Archives ~ December 2008 Entries
Recently the British Medical Journal published a retrospective cohort study that followed just over 62,000 children from birth to age 10 to explore a hypothesis that medically attended head injury in children before age 2 may be causal in developing ADHD by age 10. Children that received burns before age 2 were also studied, and both groups were compared to children who before age 2 had neither a burn or head injury. The findings were somewhat compelling:
- Of the 62,088 children studied, 2782 (4.5%) suffered head injury and 1116 (1.8%) suffered burn injury before age
- Males had higher rates of injury in these cases
- The injured children were of greater deprivation, or lower socioeconomic class.
- The children who had already sustained a head injury/burn prior to age 2 had a higher percentage of head injuries after age 2.
- Children with a head injury before age 2 were TWICE as likely to be diagnosed as having ADHD as the comparison group, but not more likely that the burn group. Basically both head injury and burns doubled ADHD diagnosis before 10.
- In all 3 groups the risk of ADHD diagnosis increased among children who had a head injury AFTER age 2.

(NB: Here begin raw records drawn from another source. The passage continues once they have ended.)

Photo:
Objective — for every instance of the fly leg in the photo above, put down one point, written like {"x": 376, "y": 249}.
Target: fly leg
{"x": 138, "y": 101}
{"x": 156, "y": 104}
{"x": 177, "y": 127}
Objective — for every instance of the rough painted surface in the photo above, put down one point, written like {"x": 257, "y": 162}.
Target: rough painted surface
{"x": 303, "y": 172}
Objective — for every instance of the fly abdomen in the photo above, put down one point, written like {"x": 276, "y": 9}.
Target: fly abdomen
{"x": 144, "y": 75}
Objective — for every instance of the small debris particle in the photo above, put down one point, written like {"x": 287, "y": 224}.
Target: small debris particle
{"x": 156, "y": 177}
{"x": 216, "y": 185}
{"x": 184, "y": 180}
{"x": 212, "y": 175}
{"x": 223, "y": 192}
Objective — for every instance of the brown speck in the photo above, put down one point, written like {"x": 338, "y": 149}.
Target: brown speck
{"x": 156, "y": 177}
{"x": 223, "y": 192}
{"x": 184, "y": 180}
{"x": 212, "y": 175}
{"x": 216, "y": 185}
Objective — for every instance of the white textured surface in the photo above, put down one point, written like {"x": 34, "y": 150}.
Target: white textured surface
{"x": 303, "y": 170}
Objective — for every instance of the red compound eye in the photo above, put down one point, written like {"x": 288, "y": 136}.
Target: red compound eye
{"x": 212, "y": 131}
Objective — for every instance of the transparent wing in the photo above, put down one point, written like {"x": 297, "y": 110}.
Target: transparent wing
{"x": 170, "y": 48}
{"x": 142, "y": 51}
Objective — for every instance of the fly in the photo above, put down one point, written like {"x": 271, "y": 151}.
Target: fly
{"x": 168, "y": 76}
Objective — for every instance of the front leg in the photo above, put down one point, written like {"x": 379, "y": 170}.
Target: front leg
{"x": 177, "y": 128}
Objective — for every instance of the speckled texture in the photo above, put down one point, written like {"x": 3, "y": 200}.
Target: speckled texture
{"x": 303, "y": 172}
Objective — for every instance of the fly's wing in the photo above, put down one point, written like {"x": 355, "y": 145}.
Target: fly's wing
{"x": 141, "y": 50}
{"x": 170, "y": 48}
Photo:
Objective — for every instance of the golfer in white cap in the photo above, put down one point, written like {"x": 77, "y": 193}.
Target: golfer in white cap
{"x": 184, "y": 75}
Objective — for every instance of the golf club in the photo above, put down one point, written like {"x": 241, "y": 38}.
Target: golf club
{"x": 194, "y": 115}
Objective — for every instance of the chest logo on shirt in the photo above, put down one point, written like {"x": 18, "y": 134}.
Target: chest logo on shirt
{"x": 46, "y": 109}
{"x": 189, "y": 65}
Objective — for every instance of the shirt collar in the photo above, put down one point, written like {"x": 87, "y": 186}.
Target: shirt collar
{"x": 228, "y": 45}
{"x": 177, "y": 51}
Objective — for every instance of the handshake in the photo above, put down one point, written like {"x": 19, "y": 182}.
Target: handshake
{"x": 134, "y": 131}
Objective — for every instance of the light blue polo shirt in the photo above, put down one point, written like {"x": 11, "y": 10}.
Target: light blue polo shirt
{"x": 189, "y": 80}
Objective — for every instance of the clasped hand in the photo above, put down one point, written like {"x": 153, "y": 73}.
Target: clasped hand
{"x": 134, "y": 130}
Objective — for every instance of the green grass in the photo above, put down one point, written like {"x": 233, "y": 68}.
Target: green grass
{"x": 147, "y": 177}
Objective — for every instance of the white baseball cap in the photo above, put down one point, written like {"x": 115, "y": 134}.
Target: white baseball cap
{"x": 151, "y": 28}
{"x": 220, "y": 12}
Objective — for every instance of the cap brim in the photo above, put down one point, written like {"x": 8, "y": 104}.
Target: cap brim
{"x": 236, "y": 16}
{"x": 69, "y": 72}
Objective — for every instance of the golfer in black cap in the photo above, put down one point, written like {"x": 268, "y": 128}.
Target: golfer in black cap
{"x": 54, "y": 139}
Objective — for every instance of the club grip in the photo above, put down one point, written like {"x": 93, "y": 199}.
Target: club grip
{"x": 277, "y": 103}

So what were the researchers conclusions? That head injury itself does not seem to be causal in the development of ADHD, rather that head injury prior to age 2 may be due to the increased risk behavior of those children with ADHD and can only be used as a marker, not a cause. Interestingly enough they also state that children with ADHD are more vulnerable to post-concussive syndrome with a mild traumatic brain injury.
Most of my practice deals with those who have sustained a traumatic injury of some kind, whether head, body, or emotional (likely all three). Many of the adults that I treat started having problems in childhood as a result of an UNTREATED head injury, and many of the children that I see have the ADHD diagnosis or would easily fit into the criteria. I am excited that the mainstream is looking at the correlation of these factors, but now the question is HOW ARE MILD HEAD INJURIES TREATED?
NCR has given me a whole new aspect of treating these patients by allowing me to remove the obstacle to cure and possibly save a child a lifetime of this diagnosis. Many parents who are reluctant to have their children treated after an injury state that they want to wait until the child is older, more mature, etc, but after looking at this study I must ask the question...WHY WAIT? Perhaps we can stop the negative sequeli of head injury now and spare the diagnosis of ADHD in the future.